Chinese regulations have made it easier for Hong Kong based asset management funds to sell on its stock exchanges. This recent move is seen as an attempt by the Chinese regulatory authorities to open up its markets to foreign investors and institutions. This sounds like good news for JP Morgan asset management as they have finally received a green signal from the local authorities to sell its Asia equity dividend fund as well as its global bond fund on the local stock exchanges in the mainland. JP Morgan will be able to do so through China International Fund Management which is a local joint venture.
‘The mutual recognition of funds’ scheme that was introduced back in 2015 will come in handy in the carrying out the transactions. The scheme allows international asset managers to sell Hong Kong based funds on the Chinese stock exchanges for the first time.
In return, this allows Chinese fund managers to sell Chinese registered funds to investors based in Hong Kong. As a result, there has been a surge in China-based fund flowing into the Hong Kong market lately. Almost 50 of the Chinese fund managers have received approval for distribution in Hong Kong markets ever since the launch of the scheme.
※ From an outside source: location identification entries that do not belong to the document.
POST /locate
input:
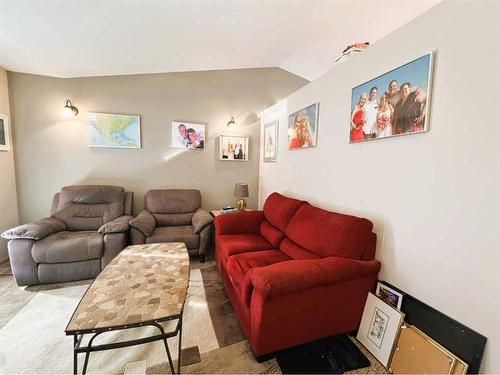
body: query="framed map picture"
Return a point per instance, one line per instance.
(188, 135)
(4, 133)
(271, 141)
(113, 130)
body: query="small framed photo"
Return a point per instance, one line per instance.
(271, 141)
(111, 130)
(303, 128)
(188, 135)
(233, 147)
(379, 328)
(389, 295)
(4, 133)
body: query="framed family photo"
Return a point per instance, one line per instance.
(232, 147)
(394, 103)
(188, 135)
(271, 141)
(303, 128)
(379, 328)
(4, 133)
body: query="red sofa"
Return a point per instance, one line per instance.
(294, 272)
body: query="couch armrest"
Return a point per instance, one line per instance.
(36, 230)
(201, 219)
(144, 222)
(118, 225)
(244, 222)
(297, 275)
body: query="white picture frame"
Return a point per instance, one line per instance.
(192, 137)
(389, 295)
(271, 130)
(4, 133)
(233, 148)
(379, 328)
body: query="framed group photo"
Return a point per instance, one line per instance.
(379, 328)
(394, 103)
(303, 128)
(4, 133)
(188, 135)
(232, 147)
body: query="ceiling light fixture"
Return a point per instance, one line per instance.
(69, 109)
(231, 124)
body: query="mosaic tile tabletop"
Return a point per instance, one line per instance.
(143, 283)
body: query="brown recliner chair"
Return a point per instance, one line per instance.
(87, 228)
(173, 215)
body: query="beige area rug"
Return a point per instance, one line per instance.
(33, 340)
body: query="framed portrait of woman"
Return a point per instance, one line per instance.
(303, 128)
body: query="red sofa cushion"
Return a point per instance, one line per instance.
(279, 210)
(328, 233)
(238, 265)
(271, 233)
(231, 244)
(295, 251)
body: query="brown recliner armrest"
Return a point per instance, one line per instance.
(118, 225)
(145, 222)
(36, 230)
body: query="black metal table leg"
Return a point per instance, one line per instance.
(75, 355)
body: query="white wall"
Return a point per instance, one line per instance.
(433, 197)
(52, 151)
(8, 196)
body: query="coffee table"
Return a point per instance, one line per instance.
(144, 285)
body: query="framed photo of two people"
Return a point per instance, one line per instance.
(394, 103)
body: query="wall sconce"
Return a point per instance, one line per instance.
(231, 124)
(69, 109)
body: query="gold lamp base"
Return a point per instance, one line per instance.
(241, 204)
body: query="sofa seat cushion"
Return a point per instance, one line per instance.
(238, 265)
(67, 246)
(279, 209)
(184, 233)
(232, 244)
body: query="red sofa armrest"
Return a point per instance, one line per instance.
(297, 275)
(245, 222)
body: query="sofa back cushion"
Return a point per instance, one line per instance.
(87, 207)
(279, 210)
(271, 233)
(167, 220)
(328, 233)
(173, 201)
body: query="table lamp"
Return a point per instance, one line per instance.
(240, 192)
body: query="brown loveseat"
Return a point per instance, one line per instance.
(87, 228)
(173, 215)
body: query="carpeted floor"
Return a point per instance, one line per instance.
(33, 319)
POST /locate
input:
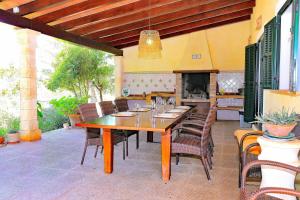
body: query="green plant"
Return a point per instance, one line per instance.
(67, 105)
(282, 117)
(3, 132)
(51, 120)
(76, 68)
(12, 131)
(13, 123)
(39, 110)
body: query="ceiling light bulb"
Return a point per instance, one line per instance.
(149, 41)
(16, 10)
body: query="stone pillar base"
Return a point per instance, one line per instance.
(30, 136)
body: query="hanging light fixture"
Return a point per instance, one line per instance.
(150, 43)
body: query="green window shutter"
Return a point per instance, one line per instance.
(270, 71)
(250, 84)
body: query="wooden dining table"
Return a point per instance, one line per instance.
(141, 121)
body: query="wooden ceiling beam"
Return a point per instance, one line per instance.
(15, 20)
(95, 10)
(236, 20)
(77, 8)
(188, 26)
(153, 12)
(53, 7)
(123, 11)
(36, 5)
(9, 4)
(169, 21)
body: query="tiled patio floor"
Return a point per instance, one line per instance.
(50, 169)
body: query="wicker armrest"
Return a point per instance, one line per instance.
(244, 137)
(265, 162)
(276, 190)
(191, 131)
(192, 123)
(247, 151)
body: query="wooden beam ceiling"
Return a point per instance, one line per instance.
(236, 20)
(8, 4)
(155, 12)
(167, 23)
(192, 14)
(22, 22)
(179, 27)
(101, 23)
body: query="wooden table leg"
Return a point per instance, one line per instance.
(166, 155)
(108, 151)
(149, 136)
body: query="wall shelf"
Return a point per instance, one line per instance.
(233, 108)
(230, 97)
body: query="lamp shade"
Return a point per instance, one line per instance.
(150, 44)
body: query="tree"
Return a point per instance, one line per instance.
(103, 81)
(76, 67)
(9, 76)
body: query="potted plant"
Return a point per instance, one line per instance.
(2, 136)
(13, 137)
(68, 106)
(66, 125)
(279, 123)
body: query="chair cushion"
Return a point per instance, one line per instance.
(248, 140)
(186, 144)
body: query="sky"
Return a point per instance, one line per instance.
(8, 45)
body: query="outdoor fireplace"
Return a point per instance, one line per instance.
(195, 86)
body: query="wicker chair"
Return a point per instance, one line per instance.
(107, 108)
(122, 105)
(249, 150)
(191, 125)
(190, 143)
(262, 193)
(89, 112)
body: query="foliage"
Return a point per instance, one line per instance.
(52, 120)
(67, 105)
(3, 132)
(12, 131)
(9, 76)
(14, 124)
(39, 110)
(76, 68)
(282, 117)
(103, 80)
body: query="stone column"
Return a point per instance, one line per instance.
(119, 73)
(28, 87)
(213, 88)
(178, 88)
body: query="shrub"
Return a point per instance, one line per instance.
(67, 105)
(13, 124)
(3, 132)
(51, 120)
(282, 117)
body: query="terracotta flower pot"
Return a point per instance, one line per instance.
(66, 125)
(74, 119)
(280, 130)
(13, 138)
(1, 140)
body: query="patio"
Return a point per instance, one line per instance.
(50, 169)
(228, 62)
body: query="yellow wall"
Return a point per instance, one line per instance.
(275, 100)
(220, 48)
(266, 10)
On the other hand, 17 of Hong Kong’s registered asset management funds have received approvals as revealed by regulatory data.
Chinese fund managers are happy to be able to move their funds across the border into Hong Kong. In fact, there’s recently been a flurry of Chinese funds piling into the Hong Kong — that too at the fastest rate in over a year by June. The purchases have continued at a similar pace even in the ongoing month of July.
One of the Chinese asset managers revealed in an interview that Hong Kong stocks are more likely to outperform in the second half than the A shares of the Chinese stock exchanges. The difference in discount rates between the shares of the mainland and Hong Kong is at its widest in 16 months. One Chinese asset manager has even gone on to increase the amount of Hong Kong shares by almost 30% of his total assets over the last three months. With that said, asset managers are not exactly giving up on Chinese A shares. Most are holding on to the high end retail and manufacturing shares such as those of liquor makers. Such mainland A shares still figure in their top 10 holdings as revealed by most Chinese asset managers.